Un flou total entoure leur identité, leur lieu de confinement et surtout, leur état clinique et prise en charge.

Le compteur des cas testés positifs au Coronavirus s’est affolé le 17 mars dernier. Ce jour-là, il a enregistré cinq nouveaux cas, portant ainsi le nombre le nombre de malades confirmés au Cameroun. Soit 10 cas de cette pandémie en 10 jours au Cameroun, selon le bilan de la pneumonie virale qui secoue le monde et enrhume l’économie mondiale. « Je voudrais malheureusement annoncer l’enregistrement de 5 cas supplémentaires à Yaoundé au Cameroun, portant ainsi à 10 malades dans notre pays », a écrit mardi matin, Manaouda Malachie, ministre de la Santé publique (Minsanté).

Mais seulement, le mystère demeure sur l’identité de ces nouveaux cas, leur lieu de confinement, l’état clinique et leur prise en charge. D’après certaines indiscrétions, ces cinq nouveaux malades sont internés à l’hôpital central de Yaoundé qui a vu sa capacité matérielle passer à 10 lits. Une source sanitaire proche du dossier confie néanmoins que de ces cinq cas, un est importé de France; un contact avec le premier cas du 6 mars dernier, et trois contacts du 5e cas confirmé.

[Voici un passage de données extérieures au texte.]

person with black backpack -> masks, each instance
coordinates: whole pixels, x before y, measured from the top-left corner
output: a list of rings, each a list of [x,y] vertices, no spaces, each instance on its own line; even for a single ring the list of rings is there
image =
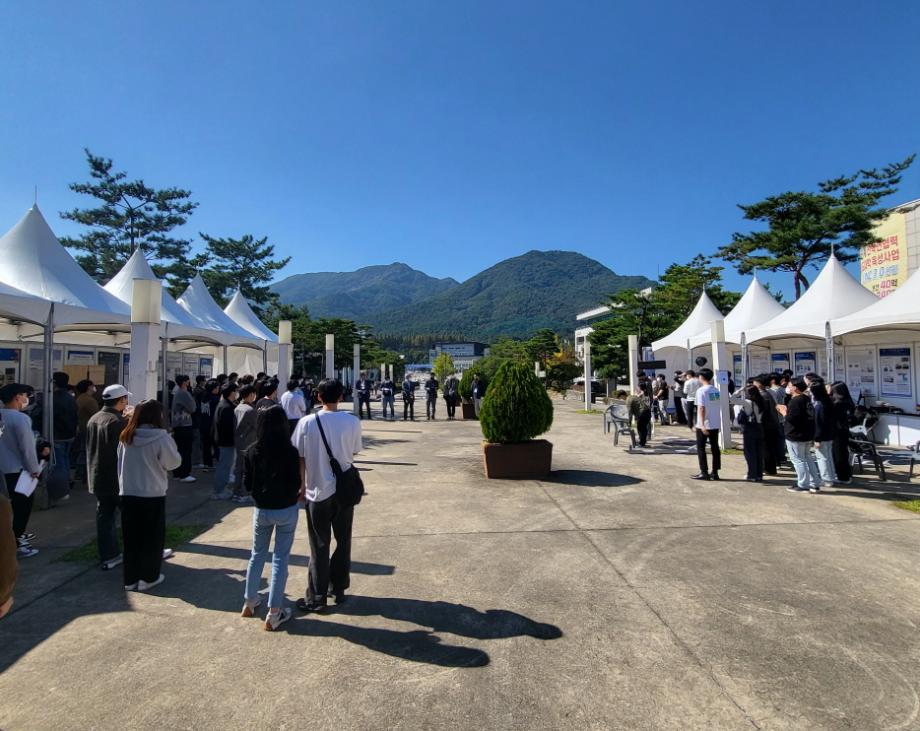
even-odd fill
[[[305,416],[297,424],[291,443],[300,454],[301,495],[306,499],[307,528],[310,539],[310,573],[303,599],[297,608],[322,612],[331,593],[335,603],[345,601],[351,583],[351,529],[360,493],[339,494],[355,486],[354,455],[361,451],[361,422],[354,415],[339,411],[345,389],[341,381],[327,378],[316,387],[322,409]],[[335,536],[335,552],[330,544]]]
[[[252,389],[243,386],[240,392]],[[254,617],[262,603],[259,584],[268,558],[268,547],[275,534],[272,551],[272,579],[268,591],[265,629],[273,632],[291,618],[284,606],[288,560],[297,531],[297,501],[300,496],[300,455],[288,441],[290,426],[280,406],[261,409],[256,414],[256,440],[243,453],[243,486],[255,503],[252,515],[252,554],[246,568],[243,617]]]
[[[447,420],[453,421],[457,414],[457,401],[460,400],[460,381],[456,376],[444,380],[444,403],[447,404]]]

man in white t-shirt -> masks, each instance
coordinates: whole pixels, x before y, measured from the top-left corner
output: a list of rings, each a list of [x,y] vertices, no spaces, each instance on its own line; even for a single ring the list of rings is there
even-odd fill
[[[347,470],[354,455],[361,451],[361,422],[353,415],[339,411],[345,393],[342,383],[326,379],[316,387],[323,405],[317,414],[303,417],[294,429],[291,443],[300,453],[301,494],[306,499],[307,535],[310,539],[310,573],[304,599],[297,608],[305,612],[321,612],[326,596],[335,595],[336,604],[345,601],[345,590],[351,583],[351,526],[354,506],[340,505],[335,497],[335,475],[329,455],[317,426],[322,424],[332,456]],[[335,552],[330,558],[329,547],[335,536]]]
[[[684,413],[687,416],[687,426],[691,430],[696,428],[696,392],[701,385],[696,373],[684,373]]]
[[[700,387],[696,391],[696,455],[700,472],[694,480],[718,480],[722,469],[722,452],[719,450],[719,430],[722,428],[722,394],[712,385],[713,373],[708,368],[699,372]],[[712,472],[706,463],[706,442],[712,450]]]
[[[307,402],[303,397],[303,391],[293,378],[287,382],[287,391],[281,394],[281,408],[287,415],[288,423],[291,425],[291,434],[293,434],[297,424],[307,415]]]

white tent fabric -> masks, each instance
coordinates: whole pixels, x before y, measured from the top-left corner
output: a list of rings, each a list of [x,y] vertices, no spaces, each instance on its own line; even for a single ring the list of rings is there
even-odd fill
[[[765,324],[786,311],[776,298],[754,277],[732,311],[725,316],[725,342],[740,345],[741,333]],[[690,338],[690,347],[698,348],[712,341],[710,328]]]
[[[747,341],[750,344],[800,337],[823,340],[826,323],[876,302],[878,298],[832,255],[805,294],[785,312],[748,331]]]
[[[0,317],[42,325],[48,321],[51,303],[0,282]]]
[[[716,320],[722,319],[722,313],[716,307],[706,292],[700,295],[693,311],[687,315],[687,319],[681,323],[670,335],[665,335],[661,340],[652,343],[652,350],[656,353],[664,348],[683,348],[687,349],[687,341],[692,340],[694,336],[699,335],[709,329]],[[692,347],[692,345],[691,345]]]
[[[265,347],[264,338],[256,337],[227,317],[226,313],[220,309],[220,306],[211,297],[211,293],[208,292],[208,287],[200,274],[195,275],[195,278],[176,301],[204,327],[211,330],[220,330],[230,336],[229,340],[225,342],[226,345],[240,345],[260,349]]]
[[[0,281],[61,303],[55,324],[127,325],[130,307],[93,281],[61,246],[38,206],[0,238]]]
[[[259,319],[259,316],[252,311],[252,307],[243,297],[242,292],[236,290],[229,304],[224,308],[224,314],[233,320],[237,325],[247,332],[252,333],[257,338],[267,340],[270,343],[277,343],[278,336],[269,330]]]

Et celle-ci de confirmer que la chaîne de contamination interne est désormais avérée. « Ce qui est certain c’est que nous allons enregistrer de nouveaux cas dans les prochains jours », prévient le Dr Etoundi Mballa Georges Alain. Et au directeur de la lutte contre la Maladie, les Epidémies et Pandémies de poursuivre : « Le plus dangereux c’est ceux qui sont arrivés au pays depuis et qui ont eu une vie sociale ».

Clair-obscur et aveu d’échec

Le lundi 16 mars 2020, le Cameroun s’est réveillé avec l’annonce d’un 5e malade testé positif au Covid-19, quelques heures seulement après le 4e. La population découvrait aussi deux de communiqués de presse du Minsanté sur la situation. Parmi eux, un pour le moins curieux, dans lequel Manaouda Malachie invitait les passagers des vols Air France et SN Brussels des 7 et 14 mars « à bien vouloir se signaler de toutes urgence ». Ce qui a suscité le courroux au sein de la population. Car, des sources indiquent que c’est plus de 100 personnes potentiellement contaminées « qui sont en divagation».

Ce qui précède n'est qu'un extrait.